Task: Maintenance overhaul of vertical charcoal retort discharge flaps
On conducting Human Factors risk assessment of the task, one safety critical subtask assessed is as follows (for this example a simplified qualitative SHERPA approach was used):
|Sub-task||Possible consequence of failure||Estimated failure likelihood||Possible human failure||Performance shaping factors||Existing Management measures|
|Perform hydraulic hose coupling checks post maintenance||Flap operation reversed – uncontrolled release of heavier than air hazardous gas||Possible (has occurred in past company history)||Verification not done or incomplete||Time pressure||Dedicated time allotted to testing and commissioning following planned shutdown|
Independent check by operations team
|Fatigue||Fatigue management plan – maximum hours|
|Poor visual cues||Colour coding and labelling on equipment|
|Poor procedures||Periodic Document Review Process – includes task instructions in CMMS|
|Training Management System|
The above information could be incorporated into a risk assessment as:
|Irrespirable atmosphere||Uncontrolled release of asphyxiating gas from charcoal retort||Failure to test discharge flap prior to start-up||Possible||Fatality||Dedicated testing time post shutdowns.|
Independent check by operation team.
Fatigue Management Plan.
Colour coding and labelling of hose connections.
Periodic review of task instructions.
Training Management System.
Incorporating this information in bowtie risk assessments can then be approached in a number of ways. The best approach is the one that aligns best with ultimate goal for the bowtie within your company. However, if you do include human failures / human factors then refrain from being too generic as this fails to add value. Three commonly used approaches are:
1. Human failures are treated as escalation factors
This is the recommended approach from Centre for Chemical Process Safety (CCPS) / Energy Institute (EI). This approach aligns with the philosophy that human failures do not in themselves create unwanted event but erode the function of barriers put in place. A potential issue with this approach is that you can easily have too many escalation factors aligned with human failures in a bow tie making it hard to read. It is recommended judicious use of escalation factors is employed to only highlight failures that add value to the scenario portrayed in the bowtie model.
2. Human failures are treated as causes / threats
Treating human failures as threats / causes should be thought of very carefully as it may separate the human factor aspects from the safety critical element they influence. Typically, such an approach is used when the activity inherently can result in a critical risk e.g. sampling or flange removal which can result in loss of containment events.
This approach is used to address high level generic failures to ensure that there is explicit coverage of such factors in the risk management process. These more closely resemble the outcomes of human factors assessments on safety critical tasks.

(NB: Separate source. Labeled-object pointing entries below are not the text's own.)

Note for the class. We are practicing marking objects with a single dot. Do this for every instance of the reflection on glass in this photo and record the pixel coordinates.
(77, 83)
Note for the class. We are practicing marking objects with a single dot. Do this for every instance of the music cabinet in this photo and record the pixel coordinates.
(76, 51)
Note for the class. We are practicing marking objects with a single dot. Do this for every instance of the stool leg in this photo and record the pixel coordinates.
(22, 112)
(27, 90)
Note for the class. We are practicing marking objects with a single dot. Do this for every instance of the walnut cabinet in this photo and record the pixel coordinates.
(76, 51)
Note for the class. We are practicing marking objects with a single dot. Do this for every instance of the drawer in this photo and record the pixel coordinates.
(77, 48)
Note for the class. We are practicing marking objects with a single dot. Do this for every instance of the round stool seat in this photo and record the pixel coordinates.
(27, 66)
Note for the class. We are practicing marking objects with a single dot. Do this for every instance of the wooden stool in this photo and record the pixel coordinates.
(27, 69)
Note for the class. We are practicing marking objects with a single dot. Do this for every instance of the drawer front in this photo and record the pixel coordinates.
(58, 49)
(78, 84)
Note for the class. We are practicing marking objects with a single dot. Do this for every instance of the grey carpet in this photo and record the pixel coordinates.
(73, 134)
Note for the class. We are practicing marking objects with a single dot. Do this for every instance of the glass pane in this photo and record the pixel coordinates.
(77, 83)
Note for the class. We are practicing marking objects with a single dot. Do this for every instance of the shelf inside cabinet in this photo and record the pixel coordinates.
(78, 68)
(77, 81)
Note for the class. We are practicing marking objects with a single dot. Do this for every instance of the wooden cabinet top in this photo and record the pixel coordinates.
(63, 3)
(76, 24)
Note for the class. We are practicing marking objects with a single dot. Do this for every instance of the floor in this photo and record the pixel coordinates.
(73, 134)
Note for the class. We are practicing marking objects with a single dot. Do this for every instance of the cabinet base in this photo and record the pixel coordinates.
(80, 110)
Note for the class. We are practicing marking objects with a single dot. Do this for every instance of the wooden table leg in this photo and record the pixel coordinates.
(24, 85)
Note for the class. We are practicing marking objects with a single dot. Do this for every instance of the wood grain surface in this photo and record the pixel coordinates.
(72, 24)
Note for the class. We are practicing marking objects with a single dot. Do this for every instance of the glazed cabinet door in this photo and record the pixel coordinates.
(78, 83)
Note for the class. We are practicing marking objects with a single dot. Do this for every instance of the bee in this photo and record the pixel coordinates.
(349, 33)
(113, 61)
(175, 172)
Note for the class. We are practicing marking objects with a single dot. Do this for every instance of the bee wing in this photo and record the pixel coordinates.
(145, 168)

The key to tackling human factors effectively as part of bowtie risk assessments is to recognise that the “right” method depends entirely on the organisation and the logic underpinning the method used. For example, an oil and gas business needing to demonstrate bowties as part of a safety assessment may prefer to model human failures onto the bowtie risk assessments for each major accident event. This makes all the logic behind the risk assessment (and critical control selection) evident in a single model for each major accident hazard. An organisation in aviation, by contrast, may prefer to model human factors more comprehensively as a standalone bowtie which feeds into other hazard-specific bowties.
Any of the three methods described above can be effective for human factors. The key is for the business (and the facilitator of the risk assessment) to understand the logic behind the method used and apply it consistently.